Node.js
Getting Started API Reference
Integrations
Speech-to-Text Keyword Spotting Voice Activity Detection
Back to decibri.dev

Sherpa-ONNX Keyword Spotting

Detect specific spoken keywords and wake phrases in real time using decibri and sherpa-onnx. Runs entirely offline with no API key, no cloud service, and no network dependency.

What this does

This integration captures live microphone audio using decibri and feeds it to a sherpa-onnx keyword spotting (KWS) engine. When a user speaks one of your defined keywords or phrases, the engine detects it and reports which phrase was matched.

Choose this for wake word detection, voice command triggers, or any scenario where you need to listen for specific phrases without transcribing everything.

Prerequisites

Install packages

$ npm install decibri sherpa-onnx

Download a keyword spotting model

Download a KWS model from the sherpa-onnx releases. For example, the Zipformer transducer KWS model:

wget https://github.com/k2-fsa/sherpa-onnx/releases/download/kws-models/sherpa-onnx-kws-zipformer-wenetspeech-3.3M-2024-01-01.tar.bz2
tar xvf sherpa-onnx-kws-zipformer-wenetspeech-3.3M-2024-01-01.tar.bz2

This creates a directory with the model files: encoder.onnx, decoder.onnx, joiner.onnx, tokens.txt, and bpe.model.

Code walkthrough

1. Configuration

Define your model paths and the keywords you want to detect. Keywords are encoded as BPE token sequences using the model's tokens.txt file.

const Decibri = require('decibri');
const sherpa = require('sherpa-onnx');

const modelDir = './sherpa-onnx-kws-zipformer-wenetspeech-3.3M-2024-01-01';

const config = {
  featConfig: { sampleRate: 16000, featureDim: 80 },
  modelConfig: {
    transducer: {
      encoder: `${modelDir}/encoder-epoch-12-avg-2-chunk-16-left-64.onnx`,
      decoder: `${modelDir}/decoder-epoch-12-avg-2-chunk-16-left-64.onnx`,
      joiner: `${modelDir}/joiner-epoch-12-avg-2-chunk-16-left-64.onnx`,
    },
    tokens: `${modelDir}/tokens.txt`,
    numThreads: 2,
    provider: 'cpu',
  },
  keywordsFile: `${modelDir}/keywords.txt`,
};
Keywords file format: Each line contains a keyword phrase followed by its BPE-encoded token IDs and an optional detection threshold. See the sherpa-onnx KWS documentation for the exact format.

2. Create the KWS engine

Instantiate the keyword spotter and create a detection stream.

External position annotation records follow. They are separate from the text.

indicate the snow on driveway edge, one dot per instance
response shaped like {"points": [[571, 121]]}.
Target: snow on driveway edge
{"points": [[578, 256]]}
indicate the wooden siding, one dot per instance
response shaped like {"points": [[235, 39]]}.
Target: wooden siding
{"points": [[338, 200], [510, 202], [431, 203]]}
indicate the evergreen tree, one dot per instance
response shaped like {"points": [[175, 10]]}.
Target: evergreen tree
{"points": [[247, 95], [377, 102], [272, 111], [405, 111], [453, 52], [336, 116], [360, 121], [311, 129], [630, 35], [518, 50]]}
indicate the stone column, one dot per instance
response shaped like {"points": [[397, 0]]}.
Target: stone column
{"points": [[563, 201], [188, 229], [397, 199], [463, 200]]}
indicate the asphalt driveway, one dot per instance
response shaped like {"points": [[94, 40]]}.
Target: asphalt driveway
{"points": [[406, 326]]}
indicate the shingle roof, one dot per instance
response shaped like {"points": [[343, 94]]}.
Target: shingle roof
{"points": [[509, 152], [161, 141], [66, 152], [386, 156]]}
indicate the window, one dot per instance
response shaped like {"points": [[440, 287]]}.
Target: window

const kws = new sherpa.KeywordSpotter(config);
const stream = kws.createStream();

3. Open the microphone

Create a decibri instance at 16 kHz mono to match the model's expected input.

const mic = new Decibri({ sampleRate: 16000, channels: 1 });

4. Process audio and detect keywords

Convert each incoming Int16 buffer to Float32, feed it to the KWS engine, and check for keyword detections.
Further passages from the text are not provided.